Isovolumetric Energy Minimization for Ball-Shaped Volume-Preserving Parameterizations of 3-Manifolds

TL;DR

This paper introduces a novel isovolumetric energy minimization approach for computing volume-preserving, ball-shaped parameterizations of 3-manifolds, with a new efficient algorithm and practical applications in shape registration.

Contribution

It formulates volume-preserving parameterizations as an IEM problem and develops a preconditioned nonlinear conjugate gradient algorithm with guaranteed convergence.

Findings

The proposed algorithm achieves higher accuracy than existing methods.

It significantly improves computational efficiency.

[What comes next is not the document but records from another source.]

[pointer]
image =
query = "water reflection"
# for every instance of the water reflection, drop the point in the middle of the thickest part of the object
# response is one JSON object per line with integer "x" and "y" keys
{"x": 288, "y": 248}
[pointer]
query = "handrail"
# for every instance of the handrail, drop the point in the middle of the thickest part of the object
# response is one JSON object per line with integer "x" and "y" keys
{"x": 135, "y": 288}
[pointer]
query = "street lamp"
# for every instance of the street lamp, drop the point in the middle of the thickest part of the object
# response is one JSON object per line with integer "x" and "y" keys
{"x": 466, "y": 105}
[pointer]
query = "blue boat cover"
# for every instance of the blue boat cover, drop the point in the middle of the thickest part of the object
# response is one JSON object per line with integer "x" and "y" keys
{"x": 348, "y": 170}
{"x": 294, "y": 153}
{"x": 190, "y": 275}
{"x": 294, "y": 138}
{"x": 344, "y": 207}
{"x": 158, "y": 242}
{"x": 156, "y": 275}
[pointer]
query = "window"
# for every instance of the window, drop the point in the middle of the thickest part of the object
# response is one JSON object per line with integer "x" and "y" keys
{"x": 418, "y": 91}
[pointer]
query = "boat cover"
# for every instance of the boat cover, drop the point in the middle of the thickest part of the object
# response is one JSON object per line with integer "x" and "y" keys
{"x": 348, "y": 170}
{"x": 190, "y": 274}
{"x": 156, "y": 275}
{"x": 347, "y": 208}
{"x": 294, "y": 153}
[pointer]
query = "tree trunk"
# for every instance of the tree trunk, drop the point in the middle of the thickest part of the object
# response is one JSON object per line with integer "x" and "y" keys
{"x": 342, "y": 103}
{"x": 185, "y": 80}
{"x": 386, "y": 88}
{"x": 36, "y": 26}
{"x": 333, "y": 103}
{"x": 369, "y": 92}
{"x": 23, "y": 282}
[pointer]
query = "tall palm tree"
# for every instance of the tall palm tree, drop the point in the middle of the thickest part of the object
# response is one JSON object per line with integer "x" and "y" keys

Applications demonstrate practical usefulness in shape registration.

Abstract

A volume-preserving parameterization is a bijective mapping that maps a 3-manifold onto a specified canonical domain that preserves the local volume. This paper formulates the computation of ball-shaped volume-preserving parameterizations as an isovolumetric energy minimization (IEM) problem with the boundary points constrained on a unit sphere. In addition, we develop a new preconditioned nonlinear conjugate gradient algorithm for solving the IEM problem with guaranteed theoretical convergence and significantly improved accuracy and computational efficiency compared to other state-of-the-art algorithms. Applications to solid shape registration and deformation are presented to highlight the usefulness of the proposed algorithm.